Toute exploitation exercée avant l’obtention d’une décision favorable du service, respectivement sans autorisation en vigueur, est passible des sanctions prévues par la loi et peut entraîner un rejet de la requête en autorisation (art. 18 al. 3 RRDBHD).

2.2 En l’espèce, il n’est pas contesté que le 2 août 2023, le recourant ne disposait pas d’une autorisation d’exploiter l’établissement. Certes, il avait soumis une requête en vue de l’obtenir en juin, puis en juillet 2023. Toutefois, comme il le reconnaît lui‑même, ces requêtes étaient incomplètes, car remplies de manière lacunaire et dépourvues de l’ensemble des pièces exigées. Ce n’est qu’après le passage de l’inspectorat du PCTN, le 2 août 2023, le jour même, que le recourant a redéposé une nouvelle requête, cette fois-ci complète.

En exploitant l’établissement alors qu’il ne disposait pas encore de l’autorisation nécessaire, le recourant a enfreint l’art. 8 LRDBHD et 18 al. 1 let. 1 RRDBHD.

Le principe d’une sanction administrative est donc fondé, conformément à l’art. 18 al. 3 RRDBHD.
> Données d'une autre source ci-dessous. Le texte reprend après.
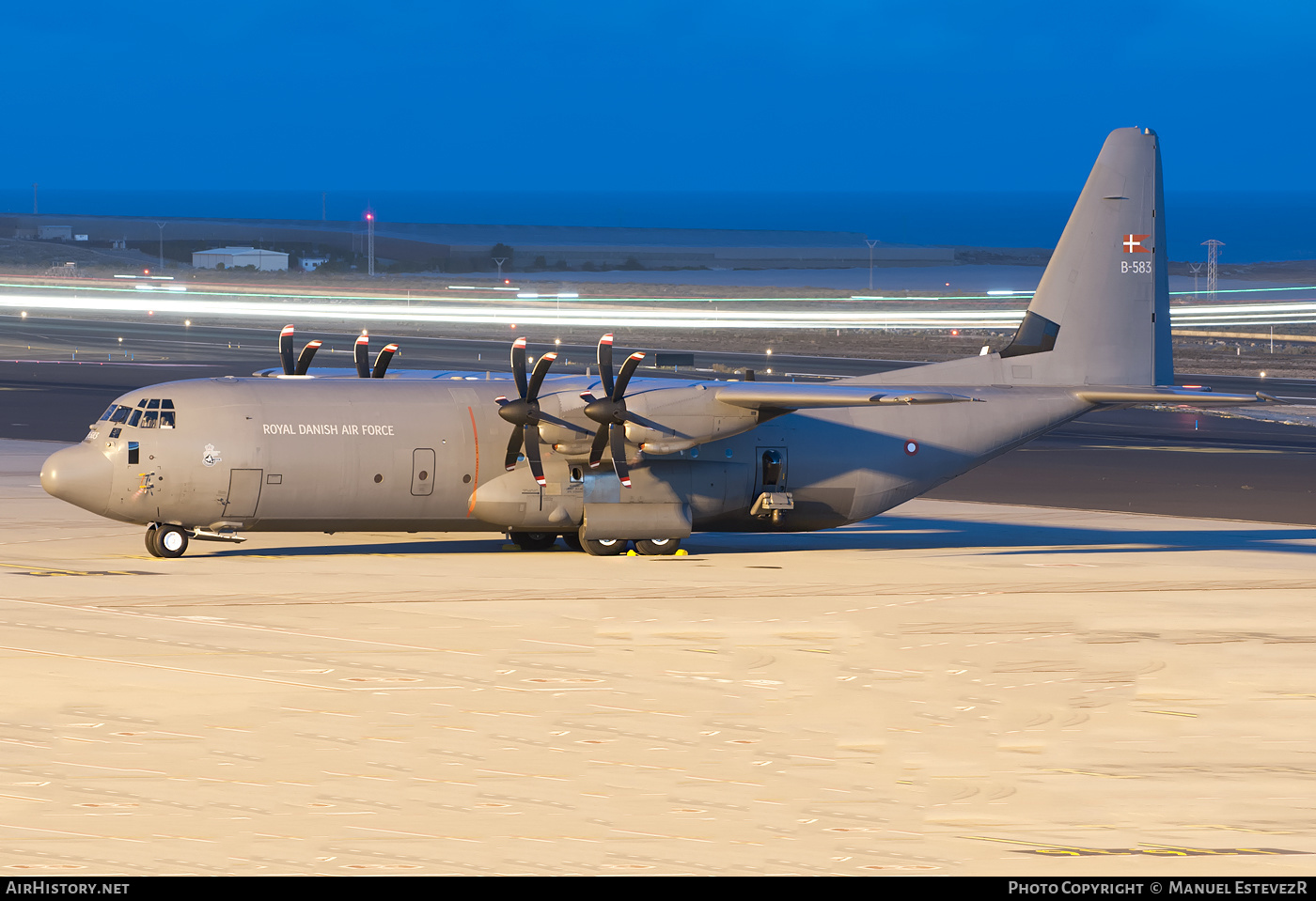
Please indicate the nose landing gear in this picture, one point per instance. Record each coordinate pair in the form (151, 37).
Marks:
(166, 539)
3.             Il convient encore d’examiner l’adéquation du montant de l’amende.

3.1 Aux termes de l'art. 65 LRDBHD intitulé « amendes administratives », en cas d'infraction à ladite loi et à ses dispositions d'exécution, ainsi qu'aux conditions des autorisations, le département peut notamment infliger une amende administrative de CHF 300.- à CHF 60'000.- (al. 1). L'art. 3 RRDBHD précise que le département de la sécurité, de l'emploi et de la santé est chargé de l'application de la LRDBHD et du RRDBHD et qu’il délègue cette compétence au PCTN (al. 1 et 2).

3.2 L'autorité qui prononce une amende administrative ayant le caractère d'une sanction doit également faire application des règles contenues aux art. 47 ss du Code pénal suisse du 21 décembre 1937 (CP - RS 311.0 ; principes applicables à la fixation de la peine ; par renvoi de l'art. 1 let. a de la loi pénale genevoise du 17 novembre 2006 - LPG - E 4 05 ; ATA/1375/2021 du 16 décembre 2021 consid. 7 et les références citées). Il est ainsi nécessaire que le contrevenant ait commis une faute, fût-ce sous la forme d'une simple négligence.

3.3 Par ailleurs, l'amende doit respecter le principe de la proportionnalité (art. 36 al. 3 de la Constitution fédérale de la Confédération suisse du 18 avril 1999 - Cst. - RS 101). Il y a lieu de tenir compte de la culpabilité de l'auteur et de prendre en considération, notamment, les antécédents et la situation personnelle de ce dernier (art. 47 al. 1 CP). La culpabilité est déterminée par la gravité de la lésion ou de la mise en danger du bien juridique concerné, par le caractère répréhensible de l'acte, par les motivations et les buts de l'auteur et par la mesure dans laquelle celui-ci aurait pu éviter la mise en danger ou la lésion, compte tenu de sa situation personnelle et des circonstances extérieures (art. 47 al. 2 CP ; ATA/1375/2021 précité consid. 7b).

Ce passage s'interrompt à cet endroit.